Axial Seamount has long proven an ideal laboratory, with a close proximity to central Oregon coast docks and a unique structure. It's also sitting on thin ocean crust, giving it a “plumbing system” not as complex as most volcanoes, Chadwick said.
“Thus Axial can give us insights into how volcano magma systems work – and how eruptions might be predicted,” Chadwick said.
The area sits on the Juan de Fuca Ridge, where two tectonic plates are separating. The Pacific Plate is moving to the west and the Juan de Fuca plate is moving to the east. As the plates separate, magma that is generated in the Earth’s mantle rises up and erupts on the seafloor to create new ocean crust.
In an article earlier this year on Oregon Coast Beach Connection, Chadwick said volcanoes are notoriously difficult to forecast, so monitoring Axial Seamount and its quirks is of high importance. Referring to an earlier eruption, Chadwick noted how deep sea warm water vents change and thus can alter the environment there.

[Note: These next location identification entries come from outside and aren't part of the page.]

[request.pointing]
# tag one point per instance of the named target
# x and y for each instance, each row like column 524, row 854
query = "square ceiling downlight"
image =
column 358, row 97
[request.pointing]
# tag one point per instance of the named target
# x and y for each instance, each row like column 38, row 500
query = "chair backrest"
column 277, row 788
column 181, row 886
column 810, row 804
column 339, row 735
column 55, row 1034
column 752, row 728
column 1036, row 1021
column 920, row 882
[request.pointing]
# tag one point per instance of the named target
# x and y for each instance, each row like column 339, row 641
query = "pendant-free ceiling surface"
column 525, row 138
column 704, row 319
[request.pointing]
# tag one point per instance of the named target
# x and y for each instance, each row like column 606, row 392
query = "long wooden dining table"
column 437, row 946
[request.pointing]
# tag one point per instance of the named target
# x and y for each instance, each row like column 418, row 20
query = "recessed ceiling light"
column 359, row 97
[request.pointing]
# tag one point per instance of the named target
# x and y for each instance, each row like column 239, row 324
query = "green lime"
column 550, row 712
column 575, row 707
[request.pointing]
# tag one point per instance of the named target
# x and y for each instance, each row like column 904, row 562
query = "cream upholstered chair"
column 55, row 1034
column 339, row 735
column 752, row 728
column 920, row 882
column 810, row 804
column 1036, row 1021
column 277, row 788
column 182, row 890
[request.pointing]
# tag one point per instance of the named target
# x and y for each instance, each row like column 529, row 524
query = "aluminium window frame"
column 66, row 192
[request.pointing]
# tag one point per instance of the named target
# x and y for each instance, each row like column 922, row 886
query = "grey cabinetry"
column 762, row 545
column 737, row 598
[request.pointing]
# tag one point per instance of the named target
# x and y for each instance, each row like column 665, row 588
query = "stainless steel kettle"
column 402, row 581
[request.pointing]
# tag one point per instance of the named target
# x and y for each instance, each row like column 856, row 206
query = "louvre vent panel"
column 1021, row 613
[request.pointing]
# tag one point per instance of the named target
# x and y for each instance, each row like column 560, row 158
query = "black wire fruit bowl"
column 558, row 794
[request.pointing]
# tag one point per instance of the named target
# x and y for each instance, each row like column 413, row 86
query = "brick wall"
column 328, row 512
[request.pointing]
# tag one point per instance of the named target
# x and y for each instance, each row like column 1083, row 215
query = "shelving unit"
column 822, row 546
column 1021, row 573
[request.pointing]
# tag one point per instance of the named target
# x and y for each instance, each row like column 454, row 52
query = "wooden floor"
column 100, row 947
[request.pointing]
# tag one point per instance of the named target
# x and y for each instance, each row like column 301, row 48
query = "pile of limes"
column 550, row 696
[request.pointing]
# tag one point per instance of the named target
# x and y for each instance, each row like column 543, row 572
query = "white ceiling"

"When eruptions like this occur, a huge amount of heat comes out of the sea floor, the chemistry of sea floor hot springs is changed, and pre-existing vent biological communities are destroyed and new ones form. Some species are only found right after eruptions, so it is a unique opportunity to study them," Chadwick said.
Next up: Chadwick and Nooner will head back to Axial in late summer to gather more data, but other researchers may visit sooner. Scientists still need to confirm the eruption and then measure the volume of lava moving through the area.